Boosting back-to-school brain power

Now that the school year is in full swing, kids are getting settled into their routines of full days in the classroom, plus homework and extracurricular activities. With these busy schedules, it is important that their minds and bodies are well nourished and rested. This will improve their ability to learn, and potentially even their behaviour in the classroom.

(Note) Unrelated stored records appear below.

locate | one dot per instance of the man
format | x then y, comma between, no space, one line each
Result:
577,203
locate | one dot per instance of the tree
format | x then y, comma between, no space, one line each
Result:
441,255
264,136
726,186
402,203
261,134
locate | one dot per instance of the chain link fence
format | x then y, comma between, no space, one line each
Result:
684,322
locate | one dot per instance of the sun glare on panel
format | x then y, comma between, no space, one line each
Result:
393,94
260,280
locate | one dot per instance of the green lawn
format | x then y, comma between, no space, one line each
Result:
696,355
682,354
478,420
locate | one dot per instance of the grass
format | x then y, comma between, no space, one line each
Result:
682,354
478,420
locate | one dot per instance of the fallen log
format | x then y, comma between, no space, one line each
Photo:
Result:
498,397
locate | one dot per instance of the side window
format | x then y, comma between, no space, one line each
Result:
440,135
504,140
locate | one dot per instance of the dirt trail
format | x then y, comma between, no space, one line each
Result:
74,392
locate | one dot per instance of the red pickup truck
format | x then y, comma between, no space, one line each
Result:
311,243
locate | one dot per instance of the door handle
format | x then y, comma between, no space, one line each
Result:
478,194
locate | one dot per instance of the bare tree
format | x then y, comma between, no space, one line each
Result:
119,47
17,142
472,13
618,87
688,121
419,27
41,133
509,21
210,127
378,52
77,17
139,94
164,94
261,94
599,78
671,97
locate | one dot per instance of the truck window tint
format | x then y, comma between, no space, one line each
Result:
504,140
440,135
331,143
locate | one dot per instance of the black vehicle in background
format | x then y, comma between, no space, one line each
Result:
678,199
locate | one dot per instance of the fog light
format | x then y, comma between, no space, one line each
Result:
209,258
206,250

Smart strategies to consider to optimize brain power for kids

  • Provide a brainy breakfast: Dozens of research studies have proven that children who eat a high-protein breakfast perform better in school. Good breakfast examples include a fruit and veggie smoothie, Greek yogurt with blueberries, oatmeal with chia seed and cinnamon or poached eggs. Blueberries are particularly good to include because they contain flavonoids: antioxidants that support brain health. (Sprinkle Sunfiber in their smoothies, yogurt or oatmeal to support their digestive health without changing the taste or consistency of their breakfast.)
  • Raise a grazer: Grazing, or eating small frequent meals and snacks, is good for the brain because it helps to steady blood sugar and energy levels. When children run out of fuel, their blood sugar dips. This can cause fatigue, poor concentration and even behavioural problems. Pack high-energy, school-safe snacks such as dried apricots, raisins, sunflower seeds, nut-free granola, and vegetable sticks and hummus.
  • Feed fish: Research suggests that children who get omega-3 fats plus protein have better school performance. Recent studies have also shown that omega-3 fish oil supplements can improve learning and concentration in kids. Since it is almost impossible to get kids to eat enough fish to meet the requirements, it’s smart to supplement their fish oil intake. Look for a quality fish oil supplement designed for kids. There are liquid and gummy supplements that offer the benefits of omega-3 fats without the fishy taste.
  • Cut the sugar: Discourage your child from eating these ‘dumb foods’ such as candy, soft drinks and convenience foods. These are often loaded with sugar, flooding the body with empty calories and some contain MSG, aspartame and dyes, that can cause mood swings, headaches, behaviour problems and compromise overall health.
  • Make sleep a priority: Sleep is absolutely essential for mental and physical health. The amount of sleep required varies by age. Children aged five to 12 need 10-11 hours of sleep; and those 12 to 18 years old require 8 to 9 hours per day. Not getting enough sleep can affect a child’s behaviour, concentration, memory and ability to do well in school. Poor sleep quality is a common problem among children diagnosed with Attention Deficit/Hyperactivity Disorder (ADHD). To improve sleep quality, try to get your child into a good sleep routine by doing relaxing activities in the evening such as reading (no video games), going to bed and waking at approximately the same time, avoiding sugar/caffeine and making your child’s room quiet and dark. For children who struggle with sleep, talk with your healthcare provider about supplemental support. One option to consider is Suntheanine. This clinically studied amino acid helps to improve sleep quality, while also improving daytime focus and concentration. One study of boys with ADHD ages 8 to 12 found that supplementing with Suntheanine improved sleep efficiency scores with no significant adverse effects.
  • Ensure adequate hydration: Water is critical for brain health. The Institute of Medicine, which sets guidelines for water and nutrient intakes for North Americans, recommends 1.7 litres for children age 4 to 8, 2.4 litres for boys 9 to 13 years and 2.1 litres for girls 9 to 13 years. Dehydration can cause fatigue, and impair memory and concentration. Ensure your kids get adequate water by encouraging them to drink water before/after school, with meals and when exercising. Pack a reusable water bottle in their backpacks.
  • Run, play and have fun: Exercise improves blood flow to the brain. This is like watering and fertilizing a garden. More blood means more nutrients. When you move your muscles during vigorous exercise, especially the large muscles in your arms and legs, your heart works harder to pump blood through your veins and arteries. A study of 20,000 Danish kids between the ages of 5 and 19 found that kids who cycled or walked to school, rather than traveling by car or bus, performed measurably better on tasks demanding concentration, such as solving puzzles. The effects lasted for up to four hours after they got to school.

As always, parents should lead by example. All of the suggestions above are good for adult brains too!